Imidacloprid belongs to neonicotinoid compounds, and is the first neonicotinoid compound commercialized for widespread use. Based on animal studies, it is classified as moderately hazardous [Class-II World Health Organization (WHO); toxicity category-II US Environmental Protection Agency (EPA)] [1, 11].

It is chemically similar to nicotine, and other members of the neonicotinoid class include acetamiprid, clothianidin, thiacloprid, dinotefuran, nitenpyram, and thiamethoxam [11, 12]. These compounds can be absorbed via ingestion, dermal, or inhalation routes, and there is more severe poisoning with oral ingestion than with other routes. Neonicotinoids are agonists at nicotinic acetylcholine receptors and interfere with the transmission of impulses by increasing activation, leading to fatigue and paralysis. Receptor stimulation affects the Central Nervous System (CNS) as well as the autonomic nervous system [11, 13, 14].

Acute high-dose exposure in mammals primarily results in transient cholinergic effects (dizziness, apathy, locomotor effects, labored breathing), transient growth retardation, and even death. It may also be associated with cardiovascular and hematological effects, as well as degenerative changes in the testes, thymus, bone marrow, and pancreas [15].

Most of the cases are mild and may not come to clinical attention. Cases usually present with Gastrointestinal (GI) and neurological symptoms [8].

Neurological involvement may result in dizziness, drowsiness, disorientation, and coma, as well as features of autonomic nervous system stimulation. Autonomic stimulation may be associated with the risk of arrhythmia, hypotension, and bradycardia [1, 6, 7, 10].

Diagnosis is usually historical and can be aided by visual identification of the culprit poison. Some authors have described cases of toxicological analysis of biological fluids but with varied sensitivity and specificity [1, 2, 13].

As imidacloprid poisoning is associated with mild signs and symptoms, most cases are managed with close monitoring and symptomatic management. Patients developing respiratory compromise should be managed with invasive ventilation [1, 4, 14]. Previous case reports described a wide range of complications, from liver failure and rhabdomyolysis to death in some cases [1, 5,6,7,8]. Fatality might be related to aspirational pneumonia due to the rampant use of gastric lavage in emergency rooms, as well as due to co-ingestion of other toxins.

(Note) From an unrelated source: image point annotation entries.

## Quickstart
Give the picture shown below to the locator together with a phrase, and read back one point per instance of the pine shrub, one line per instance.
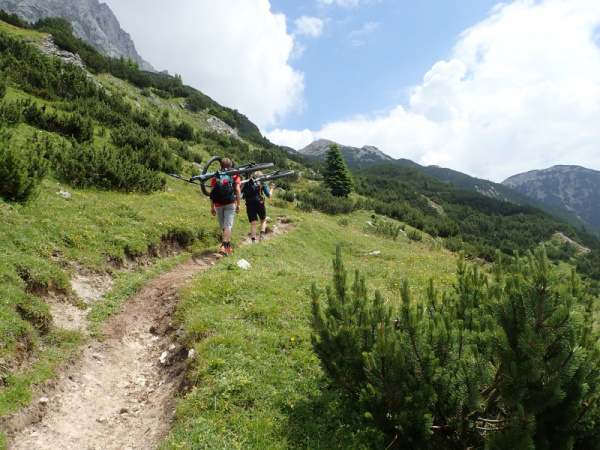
(106, 168)
(22, 167)
(509, 359)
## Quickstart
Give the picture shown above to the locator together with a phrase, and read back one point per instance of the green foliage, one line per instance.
(3, 86)
(145, 147)
(106, 168)
(22, 167)
(467, 220)
(507, 360)
(337, 177)
(383, 227)
(323, 200)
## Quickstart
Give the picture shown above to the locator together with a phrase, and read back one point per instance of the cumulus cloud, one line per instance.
(520, 92)
(235, 51)
(342, 3)
(309, 26)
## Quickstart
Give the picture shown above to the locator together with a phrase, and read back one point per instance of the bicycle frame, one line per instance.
(219, 173)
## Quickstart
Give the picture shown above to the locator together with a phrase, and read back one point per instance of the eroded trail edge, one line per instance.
(120, 393)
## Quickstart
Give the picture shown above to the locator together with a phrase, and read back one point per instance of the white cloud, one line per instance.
(309, 26)
(235, 51)
(342, 3)
(291, 138)
(520, 92)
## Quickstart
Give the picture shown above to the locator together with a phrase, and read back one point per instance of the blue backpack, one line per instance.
(223, 191)
(253, 192)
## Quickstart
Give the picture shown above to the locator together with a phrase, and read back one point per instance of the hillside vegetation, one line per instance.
(378, 322)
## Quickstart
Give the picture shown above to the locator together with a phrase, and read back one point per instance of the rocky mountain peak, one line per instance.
(353, 156)
(573, 187)
(92, 21)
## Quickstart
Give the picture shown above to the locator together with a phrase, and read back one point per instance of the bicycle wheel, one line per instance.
(250, 169)
(206, 189)
(275, 175)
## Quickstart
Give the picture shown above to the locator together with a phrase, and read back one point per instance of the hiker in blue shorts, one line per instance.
(254, 193)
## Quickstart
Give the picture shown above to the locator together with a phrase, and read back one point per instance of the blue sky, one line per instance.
(489, 89)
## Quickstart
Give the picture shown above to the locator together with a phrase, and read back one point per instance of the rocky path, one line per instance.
(119, 393)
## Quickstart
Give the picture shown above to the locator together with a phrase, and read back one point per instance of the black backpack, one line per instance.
(223, 191)
(253, 192)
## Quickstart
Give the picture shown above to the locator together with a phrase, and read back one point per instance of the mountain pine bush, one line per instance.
(22, 167)
(106, 168)
(508, 359)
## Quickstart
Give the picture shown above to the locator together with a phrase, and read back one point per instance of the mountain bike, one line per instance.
(205, 175)
(238, 170)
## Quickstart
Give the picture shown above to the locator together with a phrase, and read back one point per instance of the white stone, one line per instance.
(243, 264)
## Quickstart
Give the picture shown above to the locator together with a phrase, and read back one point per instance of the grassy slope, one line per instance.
(266, 348)
(255, 381)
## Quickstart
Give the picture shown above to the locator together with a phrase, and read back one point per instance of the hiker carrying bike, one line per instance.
(254, 193)
(225, 198)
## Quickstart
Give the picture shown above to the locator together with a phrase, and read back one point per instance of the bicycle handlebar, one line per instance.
(219, 173)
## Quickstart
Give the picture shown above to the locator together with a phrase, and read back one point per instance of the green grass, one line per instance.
(45, 241)
(255, 381)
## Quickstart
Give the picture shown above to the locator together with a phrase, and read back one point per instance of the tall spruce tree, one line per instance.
(337, 177)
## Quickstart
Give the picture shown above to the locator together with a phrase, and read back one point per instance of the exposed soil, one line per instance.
(120, 393)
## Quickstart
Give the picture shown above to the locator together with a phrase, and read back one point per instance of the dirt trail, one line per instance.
(119, 393)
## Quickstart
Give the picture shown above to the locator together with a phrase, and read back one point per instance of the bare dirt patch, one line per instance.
(120, 393)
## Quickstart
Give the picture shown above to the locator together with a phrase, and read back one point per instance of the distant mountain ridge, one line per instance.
(92, 21)
(353, 156)
(573, 187)
(575, 204)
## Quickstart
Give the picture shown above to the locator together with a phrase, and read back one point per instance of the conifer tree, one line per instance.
(337, 177)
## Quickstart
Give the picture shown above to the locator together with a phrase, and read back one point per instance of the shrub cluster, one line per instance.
(507, 360)
(22, 167)
(106, 168)
(321, 199)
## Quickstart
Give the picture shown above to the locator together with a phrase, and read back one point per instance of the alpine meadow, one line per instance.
(386, 309)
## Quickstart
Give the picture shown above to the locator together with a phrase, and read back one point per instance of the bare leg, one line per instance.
(227, 235)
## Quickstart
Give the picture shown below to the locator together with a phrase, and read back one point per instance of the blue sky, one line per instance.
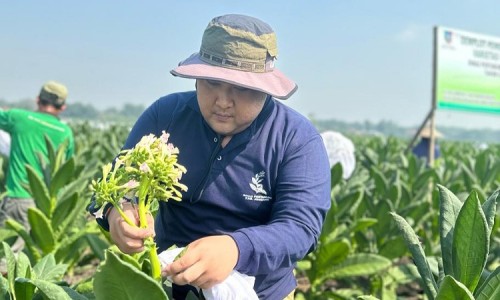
(352, 60)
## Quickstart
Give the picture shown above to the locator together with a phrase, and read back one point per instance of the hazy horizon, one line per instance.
(352, 61)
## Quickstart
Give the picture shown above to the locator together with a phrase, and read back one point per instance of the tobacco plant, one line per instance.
(145, 174)
(465, 231)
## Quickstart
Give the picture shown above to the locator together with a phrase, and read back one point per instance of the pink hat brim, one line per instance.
(273, 83)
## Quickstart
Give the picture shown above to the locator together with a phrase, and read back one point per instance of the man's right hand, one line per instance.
(129, 239)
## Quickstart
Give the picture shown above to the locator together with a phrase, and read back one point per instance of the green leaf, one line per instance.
(381, 185)
(39, 191)
(470, 243)
(62, 176)
(11, 265)
(41, 231)
(367, 297)
(64, 208)
(47, 269)
(51, 153)
(418, 254)
(23, 266)
(332, 253)
(490, 289)
(448, 212)
(50, 291)
(336, 174)
(360, 264)
(489, 209)
(29, 243)
(4, 288)
(451, 289)
(116, 279)
(23, 290)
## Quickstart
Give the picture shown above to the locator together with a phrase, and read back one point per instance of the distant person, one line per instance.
(4, 143)
(340, 149)
(421, 149)
(27, 131)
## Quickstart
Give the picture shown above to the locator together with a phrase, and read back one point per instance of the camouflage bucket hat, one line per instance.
(54, 93)
(239, 50)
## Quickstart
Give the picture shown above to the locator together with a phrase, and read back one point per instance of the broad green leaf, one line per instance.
(23, 266)
(448, 212)
(362, 224)
(490, 288)
(50, 291)
(359, 264)
(367, 297)
(332, 253)
(116, 279)
(470, 243)
(393, 248)
(451, 289)
(336, 174)
(63, 209)
(47, 269)
(11, 265)
(74, 216)
(41, 231)
(381, 213)
(23, 290)
(39, 191)
(381, 185)
(423, 179)
(97, 244)
(418, 254)
(62, 176)
(349, 203)
(489, 209)
(4, 288)
(29, 243)
(51, 154)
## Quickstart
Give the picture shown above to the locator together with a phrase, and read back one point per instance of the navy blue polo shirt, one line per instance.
(268, 188)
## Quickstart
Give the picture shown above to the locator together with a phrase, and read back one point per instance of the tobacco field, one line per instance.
(398, 229)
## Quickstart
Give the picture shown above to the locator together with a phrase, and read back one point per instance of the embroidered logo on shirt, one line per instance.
(258, 188)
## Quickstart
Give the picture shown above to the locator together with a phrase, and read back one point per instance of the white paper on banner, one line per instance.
(236, 285)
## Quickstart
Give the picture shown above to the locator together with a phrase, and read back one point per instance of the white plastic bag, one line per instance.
(236, 285)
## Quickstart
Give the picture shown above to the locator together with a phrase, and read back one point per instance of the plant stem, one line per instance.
(143, 223)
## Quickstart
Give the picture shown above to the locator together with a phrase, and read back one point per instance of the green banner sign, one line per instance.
(467, 71)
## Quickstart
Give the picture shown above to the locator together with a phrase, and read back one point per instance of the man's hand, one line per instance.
(129, 239)
(207, 261)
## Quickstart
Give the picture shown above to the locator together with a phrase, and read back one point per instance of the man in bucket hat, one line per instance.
(28, 130)
(258, 175)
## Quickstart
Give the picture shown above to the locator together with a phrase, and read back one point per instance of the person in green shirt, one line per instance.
(27, 130)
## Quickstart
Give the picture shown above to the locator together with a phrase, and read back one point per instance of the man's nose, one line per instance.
(225, 98)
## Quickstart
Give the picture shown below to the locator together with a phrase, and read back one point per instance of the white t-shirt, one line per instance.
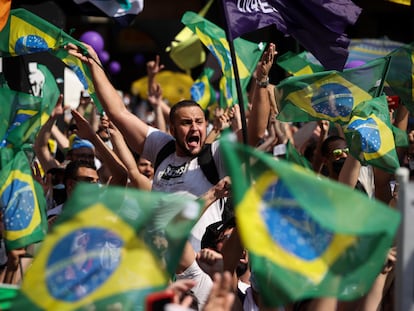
(203, 285)
(183, 174)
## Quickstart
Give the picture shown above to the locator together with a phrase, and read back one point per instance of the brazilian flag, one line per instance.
(28, 113)
(108, 250)
(27, 33)
(298, 64)
(202, 91)
(330, 95)
(8, 293)
(307, 235)
(370, 135)
(400, 75)
(225, 98)
(214, 38)
(22, 203)
(18, 119)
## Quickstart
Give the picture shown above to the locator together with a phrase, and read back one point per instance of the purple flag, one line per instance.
(318, 25)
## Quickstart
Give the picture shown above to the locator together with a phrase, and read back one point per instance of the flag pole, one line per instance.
(236, 73)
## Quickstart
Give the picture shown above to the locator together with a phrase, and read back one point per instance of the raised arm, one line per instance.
(107, 156)
(259, 115)
(45, 157)
(137, 179)
(133, 129)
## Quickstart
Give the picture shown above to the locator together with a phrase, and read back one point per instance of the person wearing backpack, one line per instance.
(180, 171)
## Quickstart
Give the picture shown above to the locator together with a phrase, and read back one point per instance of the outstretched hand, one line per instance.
(266, 62)
(89, 57)
(221, 297)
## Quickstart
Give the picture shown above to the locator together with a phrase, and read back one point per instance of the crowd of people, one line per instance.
(121, 148)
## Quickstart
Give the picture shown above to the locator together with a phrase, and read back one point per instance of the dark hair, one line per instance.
(182, 104)
(327, 141)
(72, 169)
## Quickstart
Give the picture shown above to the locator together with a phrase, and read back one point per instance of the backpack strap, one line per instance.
(165, 151)
(206, 162)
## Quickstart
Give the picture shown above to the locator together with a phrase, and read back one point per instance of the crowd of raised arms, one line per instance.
(121, 147)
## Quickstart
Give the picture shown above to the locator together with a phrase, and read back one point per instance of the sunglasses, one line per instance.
(87, 179)
(339, 152)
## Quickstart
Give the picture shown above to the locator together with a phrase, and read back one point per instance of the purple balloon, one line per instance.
(104, 56)
(114, 67)
(354, 64)
(94, 39)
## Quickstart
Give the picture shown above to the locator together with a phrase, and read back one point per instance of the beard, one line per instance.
(185, 150)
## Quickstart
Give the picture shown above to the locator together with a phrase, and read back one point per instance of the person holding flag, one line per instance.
(180, 170)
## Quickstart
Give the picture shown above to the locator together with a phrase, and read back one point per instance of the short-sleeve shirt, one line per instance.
(183, 174)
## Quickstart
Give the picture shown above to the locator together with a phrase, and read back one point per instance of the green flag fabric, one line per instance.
(202, 91)
(293, 155)
(370, 136)
(214, 38)
(109, 249)
(8, 293)
(27, 33)
(29, 117)
(307, 236)
(20, 117)
(400, 77)
(330, 95)
(22, 202)
(298, 64)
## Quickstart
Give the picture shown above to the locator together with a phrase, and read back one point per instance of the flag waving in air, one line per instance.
(214, 38)
(318, 26)
(27, 33)
(109, 249)
(202, 91)
(330, 95)
(307, 236)
(20, 117)
(400, 76)
(22, 203)
(370, 135)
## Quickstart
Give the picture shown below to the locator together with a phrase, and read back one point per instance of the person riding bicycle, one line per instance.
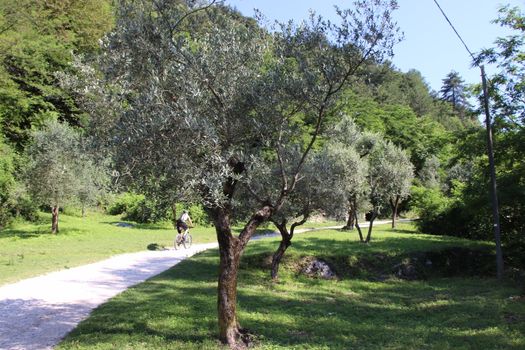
(182, 226)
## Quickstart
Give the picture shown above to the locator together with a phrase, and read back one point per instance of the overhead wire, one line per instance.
(455, 31)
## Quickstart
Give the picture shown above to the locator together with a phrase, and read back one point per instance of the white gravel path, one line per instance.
(36, 313)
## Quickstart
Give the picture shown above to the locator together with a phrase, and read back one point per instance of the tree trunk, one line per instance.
(358, 227)
(394, 204)
(230, 254)
(174, 212)
(369, 235)
(54, 219)
(350, 223)
(286, 241)
(230, 250)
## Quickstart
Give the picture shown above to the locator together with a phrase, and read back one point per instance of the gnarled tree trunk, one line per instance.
(54, 219)
(374, 216)
(230, 250)
(350, 223)
(358, 227)
(394, 204)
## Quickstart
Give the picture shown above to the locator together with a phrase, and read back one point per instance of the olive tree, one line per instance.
(209, 96)
(402, 174)
(59, 169)
(389, 175)
(352, 146)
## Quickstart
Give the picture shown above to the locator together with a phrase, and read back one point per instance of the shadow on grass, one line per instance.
(177, 309)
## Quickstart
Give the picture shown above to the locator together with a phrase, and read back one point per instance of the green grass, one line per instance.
(177, 309)
(28, 249)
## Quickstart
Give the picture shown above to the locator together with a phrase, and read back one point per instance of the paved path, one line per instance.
(36, 313)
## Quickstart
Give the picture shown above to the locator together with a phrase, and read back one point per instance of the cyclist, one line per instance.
(182, 222)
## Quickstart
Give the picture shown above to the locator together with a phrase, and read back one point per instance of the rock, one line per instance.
(318, 268)
(123, 224)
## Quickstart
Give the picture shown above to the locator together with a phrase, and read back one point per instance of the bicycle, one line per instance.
(184, 239)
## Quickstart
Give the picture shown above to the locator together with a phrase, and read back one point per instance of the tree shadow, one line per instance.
(33, 324)
(177, 310)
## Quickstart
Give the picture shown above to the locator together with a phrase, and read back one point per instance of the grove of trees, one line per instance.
(170, 102)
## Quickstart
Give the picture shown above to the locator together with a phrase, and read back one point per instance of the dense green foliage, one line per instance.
(464, 208)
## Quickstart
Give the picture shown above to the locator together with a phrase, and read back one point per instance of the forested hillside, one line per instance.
(145, 107)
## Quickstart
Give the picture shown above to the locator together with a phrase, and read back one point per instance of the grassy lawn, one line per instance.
(177, 309)
(28, 250)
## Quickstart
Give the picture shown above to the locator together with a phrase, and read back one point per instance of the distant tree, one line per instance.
(346, 167)
(402, 174)
(37, 39)
(429, 174)
(58, 170)
(389, 172)
(7, 181)
(454, 91)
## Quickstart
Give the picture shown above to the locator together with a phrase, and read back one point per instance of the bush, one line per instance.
(124, 203)
(146, 211)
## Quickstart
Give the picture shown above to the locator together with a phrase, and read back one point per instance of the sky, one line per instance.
(429, 46)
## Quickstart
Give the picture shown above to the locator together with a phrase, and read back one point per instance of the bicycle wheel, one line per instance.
(178, 241)
(187, 241)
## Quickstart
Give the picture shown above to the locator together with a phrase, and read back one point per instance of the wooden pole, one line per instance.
(490, 152)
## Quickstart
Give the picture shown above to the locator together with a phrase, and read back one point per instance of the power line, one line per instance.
(455, 31)
(490, 153)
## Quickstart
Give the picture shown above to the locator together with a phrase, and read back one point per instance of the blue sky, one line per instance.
(430, 45)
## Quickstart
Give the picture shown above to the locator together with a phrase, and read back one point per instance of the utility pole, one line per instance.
(490, 153)
(492, 167)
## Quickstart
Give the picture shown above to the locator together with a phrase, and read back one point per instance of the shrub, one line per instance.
(124, 203)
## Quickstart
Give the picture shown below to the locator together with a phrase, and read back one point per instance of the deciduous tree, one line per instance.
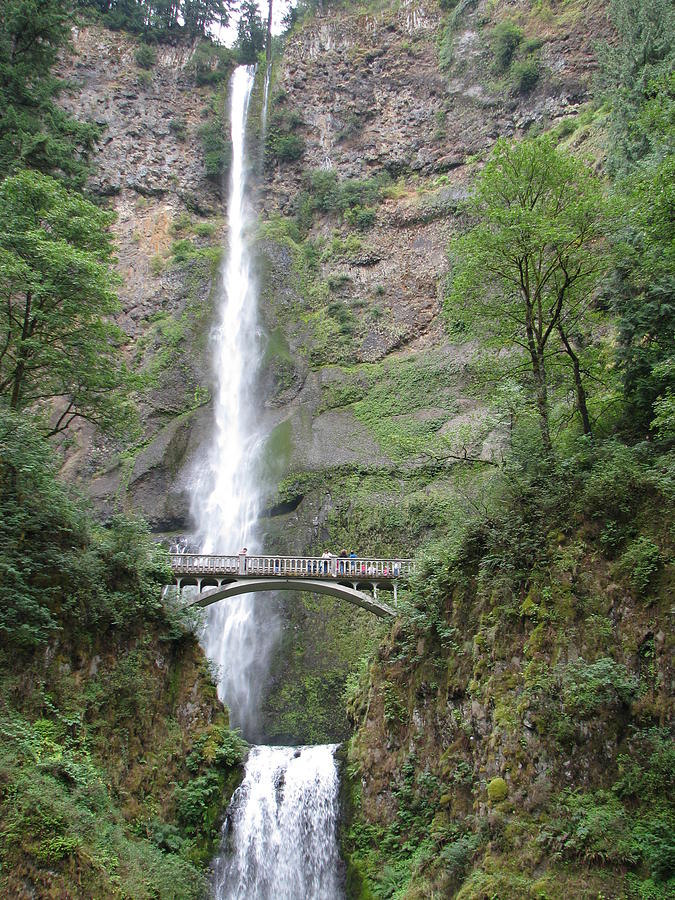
(523, 275)
(58, 349)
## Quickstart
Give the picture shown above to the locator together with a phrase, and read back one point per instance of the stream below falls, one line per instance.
(279, 840)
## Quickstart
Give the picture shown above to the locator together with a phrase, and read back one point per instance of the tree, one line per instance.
(34, 131)
(58, 351)
(523, 275)
(251, 33)
(163, 19)
(644, 56)
(636, 77)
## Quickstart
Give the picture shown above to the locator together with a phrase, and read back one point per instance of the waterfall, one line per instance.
(241, 632)
(279, 838)
(266, 98)
(281, 835)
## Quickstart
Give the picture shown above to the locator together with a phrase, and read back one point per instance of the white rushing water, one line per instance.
(280, 840)
(226, 500)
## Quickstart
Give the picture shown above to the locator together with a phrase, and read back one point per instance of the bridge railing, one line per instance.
(361, 568)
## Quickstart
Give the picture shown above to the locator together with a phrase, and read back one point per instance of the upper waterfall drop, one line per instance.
(226, 499)
(226, 496)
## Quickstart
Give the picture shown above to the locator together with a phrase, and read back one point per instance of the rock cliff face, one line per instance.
(151, 170)
(378, 121)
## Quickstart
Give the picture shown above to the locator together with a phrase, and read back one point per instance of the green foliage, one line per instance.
(161, 20)
(361, 217)
(635, 72)
(588, 688)
(525, 74)
(217, 150)
(178, 126)
(211, 63)
(497, 790)
(505, 38)
(56, 277)
(251, 33)
(643, 295)
(285, 147)
(523, 276)
(145, 56)
(641, 561)
(447, 35)
(198, 803)
(282, 144)
(56, 566)
(35, 132)
(58, 816)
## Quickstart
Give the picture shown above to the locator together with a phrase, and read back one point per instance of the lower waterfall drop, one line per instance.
(280, 835)
(280, 838)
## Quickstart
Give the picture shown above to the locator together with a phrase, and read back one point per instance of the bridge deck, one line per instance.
(197, 567)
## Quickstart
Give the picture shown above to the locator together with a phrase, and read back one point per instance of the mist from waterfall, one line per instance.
(280, 840)
(240, 632)
(280, 836)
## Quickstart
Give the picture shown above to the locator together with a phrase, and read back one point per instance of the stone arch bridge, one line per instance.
(358, 581)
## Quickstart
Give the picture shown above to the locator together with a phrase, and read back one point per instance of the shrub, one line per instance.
(178, 126)
(211, 63)
(145, 56)
(525, 74)
(217, 151)
(497, 790)
(640, 563)
(588, 688)
(361, 217)
(285, 147)
(506, 36)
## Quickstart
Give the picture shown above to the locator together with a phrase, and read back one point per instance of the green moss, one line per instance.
(497, 790)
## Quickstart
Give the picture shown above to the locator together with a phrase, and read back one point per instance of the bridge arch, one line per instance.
(257, 585)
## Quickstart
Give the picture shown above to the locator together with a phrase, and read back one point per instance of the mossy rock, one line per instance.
(497, 790)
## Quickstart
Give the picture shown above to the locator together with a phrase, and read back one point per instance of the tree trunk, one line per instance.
(20, 368)
(578, 385)
(539, 370)
(542, 407)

In a prospective study from Sri Lanka by Mohamed et al. comprising 68 patients with known imidacloprid poisoning, most patients only developed mild symptoms such as nausea, vomiting, headache, and diarrhea. No fatalities were reported, but one patient required mechanical ventilation due to respiratory failure. Patients rarely develop complications, the most serious being respiratory failure and a reduced level of consciousness [1].

Panigrahi et al. report a similar case of a patient with imidacloprid poisoning who developed respiratory arrest after about 20 hours of ingestion, requiring mechanical ventilation with subsequent recovery. Our case also had a similar clinical course, except for the earlier onset of respiratory failure and a prolonged neuropsychiatric sequel [16]].

Conclusions

Although rarely reported in the medical literature, imidacloprid toxicity can occasionally manifest with life-threatening complications. It should be suspected in cases of unidentified poisoning with a toxidrome of acetylcholinergic symptoms and neurological involvement. Most patients improve with symptomatic management. A high level of clinical suspicion and close monitoring for the appearance of potential complications can help improve patient outcomes. A larger study could help better outline management principles.